¹ Departments of Pharmacology and Medicinal Chemistry, Medical Research Laboratories, Chas. Pfizer & Co., Inc., Groton, Connecticut

Guanisoquin was found to be an effective antihypertensive agent during chronic administration at 5 to 20 mg/kg orally to conscious hypertensive dogs. In normotensive dogs under sodium pentobarbital anesthesia, guanisoquin at 1 to 4 mg/kg i.v. increased blood pressure, heart rate and total peripheral resistance. Cardiac output was not significantly changed at 1 mg/kg i.v. It was increased at 4 mg/kg and was slightly lowered at 10 mg/kg i.v. Administration of guanisoquin into the common carotid artery of anesthetized dogs produced a pronounced lowering of blood pressure. Following intravenous administration at 1 to 10 mg/kg and intraarterial administration at 4 to 16 µg, guanisoquin increased femoral arterial blood flow in dogs. Pronounced depletion of norepinephrine was demonstrated in heart and aorta Of guinea pigs. In the cat nictitating membrane preparation, reduction of contractions produced by pre- and postganglionic stimulation of the cervical sympathetic chain was observed following guanisoquin at 1 to 10 mg/kg i.v. In respect to this sympathetic blocking action guanisoquin was only one-fourth as potent as guanethidine. Peripheral vascular activity of guanisoquin was indicated by antagonism of the epinephrine-and angiotensin-induced contractions of isolated rabbit aortic strips. Guanisoquin was found to be an effective local anesthetic in guinea pigs.

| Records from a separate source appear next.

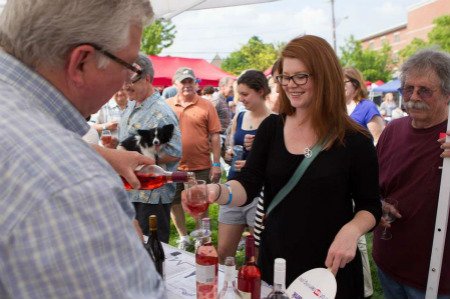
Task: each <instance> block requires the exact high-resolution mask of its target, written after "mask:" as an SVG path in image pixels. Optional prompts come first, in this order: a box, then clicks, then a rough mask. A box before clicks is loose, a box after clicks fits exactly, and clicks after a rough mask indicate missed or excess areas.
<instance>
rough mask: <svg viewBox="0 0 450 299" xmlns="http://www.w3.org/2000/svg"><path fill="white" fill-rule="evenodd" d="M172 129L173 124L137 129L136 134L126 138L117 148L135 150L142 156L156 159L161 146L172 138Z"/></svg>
mask: <svg viewBox="0 0 450 299" xmlns="http://www.w3.org/2000/svg"><path fill="white" fill-rule="evenodd" d="M173 129H174V125H172V124H169V125H165V126H163V127H156V128H152V129H149V130H137V135H133V136H130V137H128V138H126V139H125V140H124V141H122V142H121V143H120V144H119V146H118V147H117V148H118V149H124V150H127V151H136V152H139V153H141V154H143V155H144V156H147V157H151V158H153V159H156V158H157V156H158V153H159V151H160V150H161V147H162V146H164V145H165V144H166V143H168V142H169V141H170V139H171V138H172V135H173Z"/></svg>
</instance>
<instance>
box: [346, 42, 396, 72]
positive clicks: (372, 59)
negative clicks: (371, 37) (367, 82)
mask: <svg viewBox="0 0 450 299" xmlns="http://www.w3.org/2000/svg"><path fill="white" fill-rule="evenodd" d="M341 52H342V55H341V59H340V61H341V64H342V66H351V67H354V68H357V69H358V70H360V71H361V72H362V73H363V75H364V78H365V79H366V80H369V81H376V80H383V81H389V80H390V79H391V70H392V60H391V55H390V53H391V46H389V44H387V43H384V44H383V47H382V49H381V50H379V51H375V50H371V49H363V48H362V44H361V42H360V41H357V40H356V39H355V38H354V37H353V36H350V39H349V40H348V41H347V43H346V45H344V47H341Z"/></svg>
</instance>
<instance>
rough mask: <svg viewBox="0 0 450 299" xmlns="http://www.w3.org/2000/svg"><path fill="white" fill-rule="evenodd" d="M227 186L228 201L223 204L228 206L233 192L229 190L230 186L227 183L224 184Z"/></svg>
mask: <svg viewBox="0 0 450 299" xmlns="http://www.w3.org/2000/svg"><path fill="white" fill-rule="evenodd" d="M224 185H225V186H227V188H228V201H227V202H226V203H225V204H224V206H228V205H229V204H230V203H231V202H232V201H233V192H232V191H231V186H230V185H229V184H228V183H225V184H224Z"/></svg>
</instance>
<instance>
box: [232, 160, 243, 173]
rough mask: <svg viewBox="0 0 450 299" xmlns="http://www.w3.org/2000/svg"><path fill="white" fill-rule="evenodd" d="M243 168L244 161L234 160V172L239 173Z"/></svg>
mask: <svg viewBox="0 0 450 299" xmlns="http://www.w3.org/2000/svg"><path fill="white" fill-rule="evenodd" d="M244 166H245V160H236V162H234V170H235V171H241V169H242V167H244Z"/></svg>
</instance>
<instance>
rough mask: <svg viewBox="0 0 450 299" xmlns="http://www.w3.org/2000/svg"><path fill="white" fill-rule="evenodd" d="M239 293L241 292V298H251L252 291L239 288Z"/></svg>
mask: <svg viewBox="0 0 450 299" xmlns="http://www.w3.org/2000/svg"><path fill="white" fill-rule="evenodd" d="M239 293H241V297H242V299H252V293H248V292H244V291H241V290H239Z"/></svg>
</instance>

The hypotensive effect of guanisoquin was considered to be primarily due to catecholamine depletion and blockade of sympathetic transmission at the postganglionic level. Centrally mediated interference with vasomotor tone and peripheral vasodilation may also be partially responsible for guanisoquin-induced lowering of blood pressure.